Depending on the RFID system used, the effects of environmental influences can vary. The tests should show the optimum way to attach and align the transponders to the objects, as well as the optimum way to install the antennas. The optimum attachment point is found by attaching various transponders to different parts of the object. Various attachment options (screwing, gluing, welding, etc.), the size of the transponder, and suitable installation points are included in the test to the same extent as the applicability by employees and the influences on other processes.
The following are some of the most important aspects of a feasibility or field test.
Each RFID location planned in the target concept must be tested individually. If required, alternative locations may have to be considered. Legal and internal security regulations must be complied with. When reviewing the locations, for example, ensure that all the machinery that may emit electromagnetic interferences are switched on.
Using RFID for component tracking is the result of a stronger focus on process manufacturing, quality, and compliance issues, along with product genealogy requirements in specific industries, such as pharmaceuticals.
The determination of the exact tag position on the identifiable objects is a trial-and-error exercise. Every transponder position on the object and every possible angle between the transponder and the reader device must be tested. Every possible packaging material must be tested, just like every object (product) that may be inside the packaging. Transponders are often too large to be attached to small objects, or the objects do not feature a suitable attachment point. Then check whether alternative attachment options are available and practical.

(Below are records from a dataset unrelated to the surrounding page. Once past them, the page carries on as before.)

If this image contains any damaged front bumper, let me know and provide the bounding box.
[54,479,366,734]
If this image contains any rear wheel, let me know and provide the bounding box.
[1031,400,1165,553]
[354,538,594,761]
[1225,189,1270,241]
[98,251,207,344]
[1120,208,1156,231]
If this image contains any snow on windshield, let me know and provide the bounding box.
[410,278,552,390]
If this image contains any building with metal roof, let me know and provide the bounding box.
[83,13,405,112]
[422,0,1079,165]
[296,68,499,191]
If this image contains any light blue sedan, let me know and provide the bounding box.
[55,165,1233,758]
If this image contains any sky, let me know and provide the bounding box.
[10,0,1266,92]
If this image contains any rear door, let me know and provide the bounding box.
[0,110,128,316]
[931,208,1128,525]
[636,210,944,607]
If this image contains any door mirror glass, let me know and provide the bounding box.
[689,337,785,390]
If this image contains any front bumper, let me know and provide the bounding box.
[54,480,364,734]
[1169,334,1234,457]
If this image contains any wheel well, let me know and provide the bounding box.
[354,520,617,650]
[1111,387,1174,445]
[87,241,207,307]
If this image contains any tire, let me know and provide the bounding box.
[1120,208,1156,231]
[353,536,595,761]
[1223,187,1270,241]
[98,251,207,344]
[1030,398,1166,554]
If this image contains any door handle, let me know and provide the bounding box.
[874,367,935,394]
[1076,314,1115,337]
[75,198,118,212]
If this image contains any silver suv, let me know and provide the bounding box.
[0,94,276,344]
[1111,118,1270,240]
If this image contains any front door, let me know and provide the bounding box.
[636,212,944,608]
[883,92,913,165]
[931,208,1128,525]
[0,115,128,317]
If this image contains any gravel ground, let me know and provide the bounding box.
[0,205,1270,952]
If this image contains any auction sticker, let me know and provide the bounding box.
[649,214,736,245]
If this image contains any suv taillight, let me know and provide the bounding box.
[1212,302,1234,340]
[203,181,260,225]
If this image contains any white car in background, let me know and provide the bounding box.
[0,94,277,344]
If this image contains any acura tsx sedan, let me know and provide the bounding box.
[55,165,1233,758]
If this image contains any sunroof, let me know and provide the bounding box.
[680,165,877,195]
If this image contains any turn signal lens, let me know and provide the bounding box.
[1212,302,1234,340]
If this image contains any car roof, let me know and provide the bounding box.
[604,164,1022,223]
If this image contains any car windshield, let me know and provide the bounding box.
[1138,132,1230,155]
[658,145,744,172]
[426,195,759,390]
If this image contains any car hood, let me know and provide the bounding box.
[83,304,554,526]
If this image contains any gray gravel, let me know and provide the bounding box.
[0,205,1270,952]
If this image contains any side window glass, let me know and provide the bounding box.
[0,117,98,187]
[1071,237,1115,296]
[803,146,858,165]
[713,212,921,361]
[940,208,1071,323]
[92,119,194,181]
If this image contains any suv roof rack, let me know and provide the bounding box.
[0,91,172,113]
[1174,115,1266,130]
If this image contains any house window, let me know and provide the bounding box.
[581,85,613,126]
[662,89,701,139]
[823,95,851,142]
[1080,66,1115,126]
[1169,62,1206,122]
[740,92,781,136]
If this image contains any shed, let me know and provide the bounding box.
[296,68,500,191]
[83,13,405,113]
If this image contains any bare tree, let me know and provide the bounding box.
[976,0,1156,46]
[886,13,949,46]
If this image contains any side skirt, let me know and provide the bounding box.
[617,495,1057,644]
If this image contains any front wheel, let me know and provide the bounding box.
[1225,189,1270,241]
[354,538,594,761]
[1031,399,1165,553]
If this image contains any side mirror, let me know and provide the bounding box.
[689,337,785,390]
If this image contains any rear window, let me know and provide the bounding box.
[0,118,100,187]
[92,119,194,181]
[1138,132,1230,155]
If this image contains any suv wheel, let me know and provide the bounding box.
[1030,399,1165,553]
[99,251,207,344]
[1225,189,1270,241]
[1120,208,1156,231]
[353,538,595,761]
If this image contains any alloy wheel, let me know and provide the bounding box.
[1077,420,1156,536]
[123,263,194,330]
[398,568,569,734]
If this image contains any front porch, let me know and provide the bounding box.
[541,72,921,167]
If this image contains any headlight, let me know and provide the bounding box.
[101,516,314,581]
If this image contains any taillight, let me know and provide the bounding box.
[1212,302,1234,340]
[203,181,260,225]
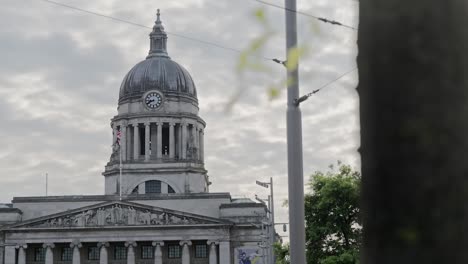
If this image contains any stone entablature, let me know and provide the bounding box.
[3,202,231,229]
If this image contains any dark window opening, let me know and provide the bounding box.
[195,245,208,258]
[167,245,182,258]
[167,185,175,193]
[61,248,73,261]
[145,181,161,193]
[34,248,45,262]
[88,247,99,260]
[162,126,169,155]
[138,127,145,155]
[114,246,127,259]
[141,246,154,259]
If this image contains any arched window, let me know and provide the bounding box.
[145,180,161,193]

Reading speed at production belts is easy to verify by increasing or decreasing the belt speed. Testing when the transport passes by reader devices at varying speeds and distances is more difficult. We recommend a testing series over longer periods of time. But probably the most important result of a feasibility or field test is whether the application of the technology in the customer specific environment is executable as planned from a technical and economic point of view.
Solution design and pilot operation
The solution design phase deals with the concept and development of an extensive solution for the customer. In other words, it concerns the answer to the question of how the requirements as specified by the customer can be put into practice. Unlike the feasibility or field test, which basically concentrates on the selection of suitable hardware and its locations or the attachment on the objects, the solution design particularly involves the design of software integration. During this phase, it is essential to integrate the process rules into the RFID middleware, to filter and select the data according to the workflow, and to transfer these things in a targeted manner.
Depending on the tasks, extensive pilot operation may also be expedient in order to review the feasibility of the RFID concept by incorporating the knowledge from the feasibility/field test into the customer's real environment during continuous application. This pilot implementation requires the installation of the complete system into the real working environment. Unlike the final rollout, operation and utilization of the system are reduced to manageable parts, and for security reasons, no complete integration into the IT systems will take place. This will also provide the first conclusions on the load behavior and the integration of the new mass data, as well as the effects on process control, without unduly interrupting the operational process. The testable systems are more manageable when problems occur, and the detection of errors is simplified.